If you do not already have a Kaggle account, you will need to sign up on the website. Also note that you will be submitting a "Late Submission" on Kaggle because the official competition has ended. You can use the leaderboard to see how your results compare against roughly 1300 other data science teams!

You can submit predictions as many times as you want to Kaggle, but there is a limit of 5 submissions per day. Be intentional with your submissions!

Navigating Group Work

This project will be executed as a group. To make your team as effective and efficient as possible you should do the create a shared GitHub repo and project planning document as described in the deliverables section below.


GitHub Repo

  1. Create a GitHub repository for the group. Each member should be added as a contributor.
  2. Retrieve the dataset and upload it into a directory named assets.
  3. Generate a .py or .ipynb file that imports the available data.

Project Planning

  1. Define your deliverable - what is the end result?
  2. Break that deliverable up into its components, and then go further down the rabbit hole until you have actionable items. Document these using a project managment tool to track things getting done. The tool you use is up to you; it could be Trello, a spreadsheet, GitHub issues, etc.
  3. Begin deciding priorities for each task. These are subject to change, but it's good to get an initial consensus. Order these priorities however you would like.
  4. You planning documentation (or a link to it) should be included in your GitHub repo.


  1. Describe the data. What does it represent? What types are present? What does each data points' distribution look like? Discuss these questions, and your own, with your partners. Document your conclusions.
  2. What kind of cleaning is needed? Document any potential issues that will need to be resolved.

Note: As you know, EDA is the single most important part of data science. This is where you should be spending most of your time. Knowing your data, and understanding the status of its integrity, is what makes or breaks a project.
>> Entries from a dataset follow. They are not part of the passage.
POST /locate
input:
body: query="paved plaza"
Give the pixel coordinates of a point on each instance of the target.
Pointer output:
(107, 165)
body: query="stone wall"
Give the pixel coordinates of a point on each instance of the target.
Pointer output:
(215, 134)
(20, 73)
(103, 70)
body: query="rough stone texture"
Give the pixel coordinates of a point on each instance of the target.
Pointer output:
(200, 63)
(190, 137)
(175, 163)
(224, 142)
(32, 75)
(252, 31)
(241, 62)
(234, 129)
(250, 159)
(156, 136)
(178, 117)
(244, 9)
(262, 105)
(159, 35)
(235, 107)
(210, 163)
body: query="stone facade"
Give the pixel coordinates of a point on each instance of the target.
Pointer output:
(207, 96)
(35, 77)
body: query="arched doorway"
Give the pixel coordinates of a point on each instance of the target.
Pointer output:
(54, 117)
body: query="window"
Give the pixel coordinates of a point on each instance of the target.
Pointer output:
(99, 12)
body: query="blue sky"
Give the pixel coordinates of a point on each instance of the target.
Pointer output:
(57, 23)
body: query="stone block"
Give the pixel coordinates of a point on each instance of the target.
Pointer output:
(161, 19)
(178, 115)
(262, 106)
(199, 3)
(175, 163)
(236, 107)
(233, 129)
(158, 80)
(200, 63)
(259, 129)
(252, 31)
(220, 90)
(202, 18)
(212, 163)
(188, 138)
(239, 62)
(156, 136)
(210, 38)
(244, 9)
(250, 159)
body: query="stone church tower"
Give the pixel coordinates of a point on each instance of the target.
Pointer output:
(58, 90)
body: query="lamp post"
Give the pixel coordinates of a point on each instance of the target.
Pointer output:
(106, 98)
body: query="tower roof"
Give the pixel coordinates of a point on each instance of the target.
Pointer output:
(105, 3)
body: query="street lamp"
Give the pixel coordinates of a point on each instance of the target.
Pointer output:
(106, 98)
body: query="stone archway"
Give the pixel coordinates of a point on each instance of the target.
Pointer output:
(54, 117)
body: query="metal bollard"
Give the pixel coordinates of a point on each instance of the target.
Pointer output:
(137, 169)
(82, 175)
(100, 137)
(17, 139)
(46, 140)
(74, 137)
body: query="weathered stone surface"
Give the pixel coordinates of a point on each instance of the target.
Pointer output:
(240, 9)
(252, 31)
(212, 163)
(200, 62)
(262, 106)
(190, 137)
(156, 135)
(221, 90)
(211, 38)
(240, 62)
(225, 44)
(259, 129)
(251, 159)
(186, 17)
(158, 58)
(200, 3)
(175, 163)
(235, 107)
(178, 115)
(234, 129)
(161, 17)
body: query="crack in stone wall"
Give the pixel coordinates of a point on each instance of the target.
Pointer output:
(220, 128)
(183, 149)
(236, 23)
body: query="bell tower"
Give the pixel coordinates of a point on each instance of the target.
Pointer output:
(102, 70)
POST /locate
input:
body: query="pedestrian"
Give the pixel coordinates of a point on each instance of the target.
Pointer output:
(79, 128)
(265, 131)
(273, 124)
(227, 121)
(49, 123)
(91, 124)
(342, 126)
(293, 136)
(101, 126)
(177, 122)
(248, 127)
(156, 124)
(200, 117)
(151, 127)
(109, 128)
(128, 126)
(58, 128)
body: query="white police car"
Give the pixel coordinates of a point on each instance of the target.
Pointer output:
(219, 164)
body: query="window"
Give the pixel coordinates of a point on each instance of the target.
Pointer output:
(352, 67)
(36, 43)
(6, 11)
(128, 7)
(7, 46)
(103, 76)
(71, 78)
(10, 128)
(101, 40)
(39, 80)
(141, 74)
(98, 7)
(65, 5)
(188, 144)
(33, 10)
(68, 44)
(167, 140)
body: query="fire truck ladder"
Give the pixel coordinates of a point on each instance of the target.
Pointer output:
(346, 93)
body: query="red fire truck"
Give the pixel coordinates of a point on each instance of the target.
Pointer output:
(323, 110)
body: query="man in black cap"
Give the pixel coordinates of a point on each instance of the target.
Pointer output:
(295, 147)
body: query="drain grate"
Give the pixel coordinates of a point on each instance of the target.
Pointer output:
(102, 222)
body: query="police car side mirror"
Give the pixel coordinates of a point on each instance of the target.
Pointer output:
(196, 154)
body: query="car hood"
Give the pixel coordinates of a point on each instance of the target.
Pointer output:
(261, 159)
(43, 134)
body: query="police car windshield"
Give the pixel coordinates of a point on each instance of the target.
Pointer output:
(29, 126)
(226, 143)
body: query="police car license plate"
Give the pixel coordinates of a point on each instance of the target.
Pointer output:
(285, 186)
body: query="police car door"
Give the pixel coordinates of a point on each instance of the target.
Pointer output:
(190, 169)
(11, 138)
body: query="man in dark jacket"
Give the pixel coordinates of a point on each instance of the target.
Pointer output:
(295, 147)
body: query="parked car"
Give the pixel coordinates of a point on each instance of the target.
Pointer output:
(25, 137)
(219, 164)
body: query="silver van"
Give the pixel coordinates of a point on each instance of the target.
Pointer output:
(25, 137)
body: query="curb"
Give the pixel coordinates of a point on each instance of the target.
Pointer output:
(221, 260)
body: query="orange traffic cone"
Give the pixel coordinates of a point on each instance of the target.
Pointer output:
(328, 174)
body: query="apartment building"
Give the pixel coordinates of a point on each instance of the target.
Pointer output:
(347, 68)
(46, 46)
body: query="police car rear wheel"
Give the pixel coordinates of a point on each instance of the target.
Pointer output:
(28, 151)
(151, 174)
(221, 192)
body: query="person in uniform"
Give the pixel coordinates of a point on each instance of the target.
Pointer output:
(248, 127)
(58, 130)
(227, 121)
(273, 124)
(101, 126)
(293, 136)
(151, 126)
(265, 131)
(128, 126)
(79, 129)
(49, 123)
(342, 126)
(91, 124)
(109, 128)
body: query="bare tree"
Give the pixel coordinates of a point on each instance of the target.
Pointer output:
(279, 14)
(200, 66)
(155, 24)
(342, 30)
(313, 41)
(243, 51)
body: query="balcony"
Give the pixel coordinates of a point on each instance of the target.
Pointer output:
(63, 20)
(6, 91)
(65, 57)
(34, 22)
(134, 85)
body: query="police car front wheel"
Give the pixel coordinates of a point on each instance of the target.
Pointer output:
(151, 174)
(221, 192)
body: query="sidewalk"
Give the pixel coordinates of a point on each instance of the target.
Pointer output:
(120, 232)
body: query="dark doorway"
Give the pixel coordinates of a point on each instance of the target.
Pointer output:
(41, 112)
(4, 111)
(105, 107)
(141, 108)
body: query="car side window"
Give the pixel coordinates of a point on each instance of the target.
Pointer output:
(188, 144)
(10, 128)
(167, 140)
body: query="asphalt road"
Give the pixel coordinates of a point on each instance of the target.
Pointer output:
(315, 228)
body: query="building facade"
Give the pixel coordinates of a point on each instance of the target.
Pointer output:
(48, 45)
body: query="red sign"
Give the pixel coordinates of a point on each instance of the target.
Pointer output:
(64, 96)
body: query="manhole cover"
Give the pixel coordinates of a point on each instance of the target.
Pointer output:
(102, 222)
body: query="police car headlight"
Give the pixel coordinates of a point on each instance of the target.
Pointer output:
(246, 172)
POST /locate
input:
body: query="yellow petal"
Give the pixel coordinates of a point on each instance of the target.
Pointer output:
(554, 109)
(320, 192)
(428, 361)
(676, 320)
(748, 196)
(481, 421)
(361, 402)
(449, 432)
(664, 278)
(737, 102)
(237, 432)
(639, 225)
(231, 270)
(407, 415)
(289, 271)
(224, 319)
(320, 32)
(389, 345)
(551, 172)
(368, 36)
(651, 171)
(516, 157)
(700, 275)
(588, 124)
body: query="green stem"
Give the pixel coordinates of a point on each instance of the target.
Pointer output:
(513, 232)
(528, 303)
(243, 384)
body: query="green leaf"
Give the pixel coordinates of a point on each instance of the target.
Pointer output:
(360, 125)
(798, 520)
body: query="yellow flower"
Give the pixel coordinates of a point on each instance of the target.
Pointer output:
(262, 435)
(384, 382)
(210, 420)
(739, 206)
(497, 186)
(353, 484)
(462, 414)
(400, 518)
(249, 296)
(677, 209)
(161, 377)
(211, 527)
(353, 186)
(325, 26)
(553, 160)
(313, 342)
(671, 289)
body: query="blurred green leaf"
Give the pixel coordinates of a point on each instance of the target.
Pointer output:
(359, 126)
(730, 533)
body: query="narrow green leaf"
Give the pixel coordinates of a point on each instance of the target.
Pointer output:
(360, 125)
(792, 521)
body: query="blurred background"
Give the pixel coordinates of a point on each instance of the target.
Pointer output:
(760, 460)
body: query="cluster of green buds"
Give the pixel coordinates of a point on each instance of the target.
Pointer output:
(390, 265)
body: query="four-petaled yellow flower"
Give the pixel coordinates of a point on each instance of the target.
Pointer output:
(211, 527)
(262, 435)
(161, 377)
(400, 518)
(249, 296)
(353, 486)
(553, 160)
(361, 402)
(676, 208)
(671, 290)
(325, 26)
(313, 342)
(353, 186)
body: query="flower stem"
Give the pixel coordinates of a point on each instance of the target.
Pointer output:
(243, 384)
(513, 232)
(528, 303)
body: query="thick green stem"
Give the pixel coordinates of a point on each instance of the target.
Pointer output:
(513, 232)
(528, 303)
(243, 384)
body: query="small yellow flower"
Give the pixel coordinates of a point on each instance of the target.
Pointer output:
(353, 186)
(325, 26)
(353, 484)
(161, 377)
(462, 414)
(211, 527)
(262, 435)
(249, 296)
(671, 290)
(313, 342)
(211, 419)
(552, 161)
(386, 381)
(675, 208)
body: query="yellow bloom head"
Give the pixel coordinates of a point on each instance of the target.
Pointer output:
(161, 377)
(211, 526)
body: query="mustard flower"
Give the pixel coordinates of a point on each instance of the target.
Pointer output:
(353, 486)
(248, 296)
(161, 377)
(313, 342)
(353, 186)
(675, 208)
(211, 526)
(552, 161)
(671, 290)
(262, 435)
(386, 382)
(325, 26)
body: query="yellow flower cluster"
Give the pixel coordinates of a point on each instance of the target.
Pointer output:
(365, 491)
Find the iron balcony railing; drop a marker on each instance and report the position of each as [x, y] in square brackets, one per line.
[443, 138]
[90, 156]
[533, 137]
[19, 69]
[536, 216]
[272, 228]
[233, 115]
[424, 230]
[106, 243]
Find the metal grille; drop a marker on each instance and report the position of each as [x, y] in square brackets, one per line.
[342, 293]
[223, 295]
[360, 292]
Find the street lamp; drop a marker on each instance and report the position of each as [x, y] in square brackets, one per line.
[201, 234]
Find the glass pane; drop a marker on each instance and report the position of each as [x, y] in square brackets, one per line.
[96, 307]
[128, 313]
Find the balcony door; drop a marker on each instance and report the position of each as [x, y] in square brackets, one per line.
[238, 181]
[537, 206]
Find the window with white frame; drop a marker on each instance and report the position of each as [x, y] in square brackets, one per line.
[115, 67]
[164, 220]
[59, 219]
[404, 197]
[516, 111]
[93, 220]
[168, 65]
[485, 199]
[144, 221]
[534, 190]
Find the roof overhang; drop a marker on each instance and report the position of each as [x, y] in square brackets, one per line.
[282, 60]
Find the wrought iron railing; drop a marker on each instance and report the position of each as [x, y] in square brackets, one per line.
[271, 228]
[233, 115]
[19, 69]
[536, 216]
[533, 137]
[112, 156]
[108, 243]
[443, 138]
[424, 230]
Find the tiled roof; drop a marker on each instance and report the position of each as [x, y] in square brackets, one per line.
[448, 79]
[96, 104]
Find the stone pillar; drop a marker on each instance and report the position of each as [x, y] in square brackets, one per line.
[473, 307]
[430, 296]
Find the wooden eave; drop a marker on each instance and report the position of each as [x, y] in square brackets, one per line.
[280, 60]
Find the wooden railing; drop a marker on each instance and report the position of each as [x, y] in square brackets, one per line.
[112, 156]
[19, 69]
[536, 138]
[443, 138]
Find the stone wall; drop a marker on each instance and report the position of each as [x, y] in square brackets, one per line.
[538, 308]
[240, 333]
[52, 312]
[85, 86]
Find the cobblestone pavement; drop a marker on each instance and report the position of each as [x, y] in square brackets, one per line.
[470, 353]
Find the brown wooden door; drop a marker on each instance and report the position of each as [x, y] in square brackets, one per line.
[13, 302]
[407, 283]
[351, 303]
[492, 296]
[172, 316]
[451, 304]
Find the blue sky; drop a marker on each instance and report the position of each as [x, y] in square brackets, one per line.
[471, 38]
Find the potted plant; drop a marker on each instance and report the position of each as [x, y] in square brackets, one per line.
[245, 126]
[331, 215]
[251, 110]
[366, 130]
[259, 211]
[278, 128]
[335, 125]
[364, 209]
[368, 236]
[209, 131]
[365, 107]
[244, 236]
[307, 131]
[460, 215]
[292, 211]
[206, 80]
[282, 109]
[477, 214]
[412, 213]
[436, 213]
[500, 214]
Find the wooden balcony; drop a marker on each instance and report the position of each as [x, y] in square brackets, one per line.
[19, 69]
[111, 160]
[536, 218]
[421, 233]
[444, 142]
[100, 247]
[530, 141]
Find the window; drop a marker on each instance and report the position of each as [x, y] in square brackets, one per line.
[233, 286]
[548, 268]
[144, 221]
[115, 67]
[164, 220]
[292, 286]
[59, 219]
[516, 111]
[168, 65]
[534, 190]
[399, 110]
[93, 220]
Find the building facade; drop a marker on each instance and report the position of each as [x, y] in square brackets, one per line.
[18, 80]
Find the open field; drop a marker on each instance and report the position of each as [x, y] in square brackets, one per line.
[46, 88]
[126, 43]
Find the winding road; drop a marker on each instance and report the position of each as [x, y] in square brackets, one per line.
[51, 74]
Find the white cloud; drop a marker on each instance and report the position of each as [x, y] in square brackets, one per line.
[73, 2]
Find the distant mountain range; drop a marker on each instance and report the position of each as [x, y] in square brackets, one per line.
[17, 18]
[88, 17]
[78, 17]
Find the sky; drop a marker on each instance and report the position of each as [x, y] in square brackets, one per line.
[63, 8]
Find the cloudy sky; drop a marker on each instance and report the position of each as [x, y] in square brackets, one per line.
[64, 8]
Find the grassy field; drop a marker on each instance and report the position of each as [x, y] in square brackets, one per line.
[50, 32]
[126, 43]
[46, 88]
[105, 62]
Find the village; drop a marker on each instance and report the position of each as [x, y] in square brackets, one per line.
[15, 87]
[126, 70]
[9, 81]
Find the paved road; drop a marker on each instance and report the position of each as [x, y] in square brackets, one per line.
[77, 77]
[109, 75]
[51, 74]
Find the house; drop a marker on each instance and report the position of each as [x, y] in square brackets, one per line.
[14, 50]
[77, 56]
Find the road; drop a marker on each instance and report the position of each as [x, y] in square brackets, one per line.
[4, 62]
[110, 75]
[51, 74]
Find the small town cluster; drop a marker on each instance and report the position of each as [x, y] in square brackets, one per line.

  1. The goal is of course to build a model and make predictions that the city of Chicago can use when it decides where to spray pesticides! Your team should have a clean Jupyter Notebook that shows your EDA process, your modeling and predictions.
  2. Conduct a cost-benefit analysis. This should include annual cost projections for various levels of pesticide coverage (cost) and the effect of these various levels of pesticide coverage (benefit). (Hint: How would we quantify the benefit of pesticide spraying? To get "maximum benefit," what does that look like and how much does that cost? What if we cover less and therefore get a lower level of benefit?)
  3. Your final submission CSV should be in your GitHub repo.


  • Audience: You are presenting to members of the CDC. Some members of the audience will be biostatisticians and epidemiologists who will understand your models and metrics and will want more information. Others will be decision-makers, focusing almost exclusively on your cost-benefit analysis. Your job is to convince both groups of the best course of action in the same meeting and be able to answer questions that either group may ask.
  • The length of your presentation should be about 20 minutes (a rough guideline: 2 minute intro, 10 minutes on model, 5 minutes on cost-benefit analysis, 3 minute recommendations/conclusion). Touch base with your local instructor... er, manager... for specific logistic requirements!

Your project is due at 10:00 AM EST/9:00 AM CST on Friday, June 15.

Project Feedback + Evaluation

Data science is a field in which we apply data to solve real-world problems. Therefore, projects and presentations are means by which we can assess your ability to solve real-world problems in a data-driven manner.

Your final assessment ("grade," if you will) will be calculated based on a topical rubric. For each category, you will receive a score of 0-3. From the rubric you can see descriptions of each score and what is needed to attain those scores. Make sure you look at the "Rubric P4" tab of the spreadsheet.